Among the nearly 8,900 firms listed on the National Equities Exchange and Quotations board, 22 firms failed to rake in a single penny of sales in the January to June period, while more than 2,200 startups on the board posted losses.
“It is increasingly important for the regulator to keep a close watch on the OTC market,” said He Yong, a vice president with investment consultancy New Third Board Club. “Companies with growth potential, not ‘shell’ firms are supposed to be traded on the board.”
The New Third Board became a primary listing venue for thousands of start-up firms this year after the China Securities Regulatory Commission (CSRC) scrapped plans to set up a board slated for emerging industries and wanted to ease the initial public offering (IPO) approval procedure.

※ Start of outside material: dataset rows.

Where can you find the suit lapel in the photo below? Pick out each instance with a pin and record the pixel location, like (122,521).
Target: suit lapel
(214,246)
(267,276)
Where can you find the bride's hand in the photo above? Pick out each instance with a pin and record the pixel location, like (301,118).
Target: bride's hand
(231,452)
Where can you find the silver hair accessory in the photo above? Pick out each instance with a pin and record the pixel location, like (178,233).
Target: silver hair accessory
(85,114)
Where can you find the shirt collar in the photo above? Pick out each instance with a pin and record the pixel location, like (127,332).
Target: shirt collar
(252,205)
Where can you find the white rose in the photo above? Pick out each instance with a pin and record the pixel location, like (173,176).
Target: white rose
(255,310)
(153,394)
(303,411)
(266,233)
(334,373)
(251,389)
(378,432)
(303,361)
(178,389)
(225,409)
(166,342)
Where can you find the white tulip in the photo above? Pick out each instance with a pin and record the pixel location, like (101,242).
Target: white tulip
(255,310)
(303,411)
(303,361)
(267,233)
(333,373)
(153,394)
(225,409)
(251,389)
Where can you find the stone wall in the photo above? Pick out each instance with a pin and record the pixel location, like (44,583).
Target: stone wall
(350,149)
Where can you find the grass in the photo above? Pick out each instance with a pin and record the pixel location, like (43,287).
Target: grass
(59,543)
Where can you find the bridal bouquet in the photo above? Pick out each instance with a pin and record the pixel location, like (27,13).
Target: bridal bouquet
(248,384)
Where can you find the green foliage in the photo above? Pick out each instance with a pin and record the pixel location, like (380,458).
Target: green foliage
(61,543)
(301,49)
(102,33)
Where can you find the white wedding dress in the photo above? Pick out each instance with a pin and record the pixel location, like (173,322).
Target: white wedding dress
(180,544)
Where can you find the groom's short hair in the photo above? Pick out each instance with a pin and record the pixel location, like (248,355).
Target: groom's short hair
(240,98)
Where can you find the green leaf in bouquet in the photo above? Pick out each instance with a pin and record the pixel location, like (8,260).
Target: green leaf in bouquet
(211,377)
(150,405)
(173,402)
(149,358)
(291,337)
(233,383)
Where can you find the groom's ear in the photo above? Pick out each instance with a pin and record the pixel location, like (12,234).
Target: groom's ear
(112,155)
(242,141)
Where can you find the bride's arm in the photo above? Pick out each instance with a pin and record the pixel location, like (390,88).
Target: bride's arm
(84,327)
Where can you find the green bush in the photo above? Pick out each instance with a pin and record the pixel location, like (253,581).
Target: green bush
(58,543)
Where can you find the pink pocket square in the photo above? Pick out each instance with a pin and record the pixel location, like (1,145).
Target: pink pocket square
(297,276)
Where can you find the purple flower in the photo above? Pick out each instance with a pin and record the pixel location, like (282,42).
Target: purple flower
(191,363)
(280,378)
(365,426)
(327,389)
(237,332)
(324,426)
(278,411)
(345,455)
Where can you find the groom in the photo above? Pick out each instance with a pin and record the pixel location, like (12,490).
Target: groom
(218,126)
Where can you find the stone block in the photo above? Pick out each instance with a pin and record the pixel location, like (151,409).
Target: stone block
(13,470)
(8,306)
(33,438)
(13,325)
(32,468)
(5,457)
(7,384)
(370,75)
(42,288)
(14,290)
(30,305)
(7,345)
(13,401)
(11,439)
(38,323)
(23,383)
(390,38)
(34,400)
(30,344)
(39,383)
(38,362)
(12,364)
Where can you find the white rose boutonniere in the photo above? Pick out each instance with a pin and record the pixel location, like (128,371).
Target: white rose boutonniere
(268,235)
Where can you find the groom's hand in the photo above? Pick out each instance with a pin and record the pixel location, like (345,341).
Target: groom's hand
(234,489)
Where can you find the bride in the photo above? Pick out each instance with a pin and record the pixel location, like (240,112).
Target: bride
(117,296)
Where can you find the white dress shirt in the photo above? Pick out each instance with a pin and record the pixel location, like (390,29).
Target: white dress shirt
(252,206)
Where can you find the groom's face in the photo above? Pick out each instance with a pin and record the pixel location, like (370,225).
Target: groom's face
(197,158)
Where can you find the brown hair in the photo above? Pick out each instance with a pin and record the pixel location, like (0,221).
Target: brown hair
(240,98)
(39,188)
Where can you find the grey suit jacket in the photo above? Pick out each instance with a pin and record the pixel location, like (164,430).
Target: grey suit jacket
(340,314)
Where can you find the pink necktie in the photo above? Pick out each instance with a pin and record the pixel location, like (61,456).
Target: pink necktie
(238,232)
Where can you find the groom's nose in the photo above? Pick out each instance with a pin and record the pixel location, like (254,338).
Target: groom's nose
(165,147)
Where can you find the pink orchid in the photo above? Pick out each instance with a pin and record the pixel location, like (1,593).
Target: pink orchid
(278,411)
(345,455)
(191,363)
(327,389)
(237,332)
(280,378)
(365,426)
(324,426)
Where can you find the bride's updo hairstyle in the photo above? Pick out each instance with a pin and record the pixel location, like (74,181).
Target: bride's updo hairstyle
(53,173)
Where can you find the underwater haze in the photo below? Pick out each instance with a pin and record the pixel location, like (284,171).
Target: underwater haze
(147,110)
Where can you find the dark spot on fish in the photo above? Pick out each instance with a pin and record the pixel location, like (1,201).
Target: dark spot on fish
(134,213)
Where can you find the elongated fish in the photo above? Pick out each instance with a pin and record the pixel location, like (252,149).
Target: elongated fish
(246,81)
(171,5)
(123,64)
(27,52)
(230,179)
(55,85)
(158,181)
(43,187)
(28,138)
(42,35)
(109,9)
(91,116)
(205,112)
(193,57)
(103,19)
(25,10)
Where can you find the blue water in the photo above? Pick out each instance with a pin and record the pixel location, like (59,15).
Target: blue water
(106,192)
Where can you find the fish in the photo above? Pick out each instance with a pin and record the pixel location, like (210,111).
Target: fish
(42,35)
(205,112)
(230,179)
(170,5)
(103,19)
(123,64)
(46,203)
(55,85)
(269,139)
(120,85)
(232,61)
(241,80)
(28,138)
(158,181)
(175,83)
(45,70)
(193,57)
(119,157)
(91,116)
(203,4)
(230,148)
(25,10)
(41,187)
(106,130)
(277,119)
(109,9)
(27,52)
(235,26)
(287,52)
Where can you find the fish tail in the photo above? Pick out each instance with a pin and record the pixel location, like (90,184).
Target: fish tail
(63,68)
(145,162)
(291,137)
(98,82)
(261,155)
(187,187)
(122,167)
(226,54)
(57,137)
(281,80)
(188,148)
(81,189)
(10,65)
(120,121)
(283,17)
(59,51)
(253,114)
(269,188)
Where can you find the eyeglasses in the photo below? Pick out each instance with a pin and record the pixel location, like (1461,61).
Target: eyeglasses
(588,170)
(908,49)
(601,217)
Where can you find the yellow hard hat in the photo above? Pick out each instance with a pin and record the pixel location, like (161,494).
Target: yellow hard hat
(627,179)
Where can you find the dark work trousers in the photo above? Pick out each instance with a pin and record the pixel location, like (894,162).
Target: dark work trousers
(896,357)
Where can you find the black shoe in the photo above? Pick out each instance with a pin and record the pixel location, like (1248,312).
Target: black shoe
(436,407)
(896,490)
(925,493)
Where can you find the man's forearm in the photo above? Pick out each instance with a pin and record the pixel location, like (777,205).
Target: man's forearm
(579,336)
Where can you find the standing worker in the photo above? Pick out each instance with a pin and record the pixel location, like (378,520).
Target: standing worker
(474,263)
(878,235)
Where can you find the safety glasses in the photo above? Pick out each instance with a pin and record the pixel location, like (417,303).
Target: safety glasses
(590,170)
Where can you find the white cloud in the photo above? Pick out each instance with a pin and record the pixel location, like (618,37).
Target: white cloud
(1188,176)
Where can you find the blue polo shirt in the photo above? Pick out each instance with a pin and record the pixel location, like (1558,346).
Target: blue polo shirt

In August alone, about 900 firms flocked to the OTC market to earn a listing status.
Early this year, the CSRC put on hold a plan to embark on a registration-based IPO mechanism to shore up investor confidence. Worries about an influx of fresh equity could have further damaged the weak market if the new IPO system was implemented.
Instead, start-ups turned to the OTC market which has a lower threshold for companies seeking to raise funds.
Two sources close to the CSRC said that the regulator hoped to use the New Third Board as a testing ground for the registration-based IPO system, with market forces given full play to decide the worth of the companies.
Under the registration-based system, the regulator would relinquish its responsibilities for assessing the earnings potential of listing applicants while allowing them go public as long as all the documents about company operations were published.
Giving technology start-ups wider access to capital markets was in line with Beijing’s efforts to bolster entrepreneurial spirit as a way of combating the economic slowdown. But the stock market rout in mid-2015 prompted the securities regulator to shelve the plan to reform the IPO system.
Beijing officially launched the New Third Board in 2013, formerly an OTC market for companies delisted from the stock exchanges, to attract technology start-ups.
In May, the CSRC divided the New Third Board into two levels, allocating companies with robust financial performance or a bigger market capitalisation to the higher “innovation level.”
Those listed on the “innovation level” could technically be directly transferred to the Shanghai or Shenzhen stock exchanges.
But calls to tighten oversight on the New Third Board have been increasing amid a flood of new listings on the market. An investment banker who asked not to be identified said she found “numerous” cases of misleading information and even fraud in the balance sheets and listing application documents of clients wanting to list on the board.
Among the 22 companies that reported no sales for the first half, Dalian-based Edgesoft, a computer software developer, said it lost all its business after an outsourcing contract with Japanese clients ended. This is true of a large portion of mainland start-up firms that rely on just a single contract with a major client but still describe themselves as “high-growth” and leading technology firms in the country.
The CSRC has recently forced New Third Board-listed firms to self-examine their earnings, fundraising and taxation, but analysts said it wasn’t enough to ensure the overall health of the market.
“Concrete actions should be taken to regulate the board before it becomes a casino-style market,” said Cao Hua, a director with Tripod Capital. “Those underachieving companies with no solid businesses and intermediaries found to help report fraudulent earnings should be severely punished.”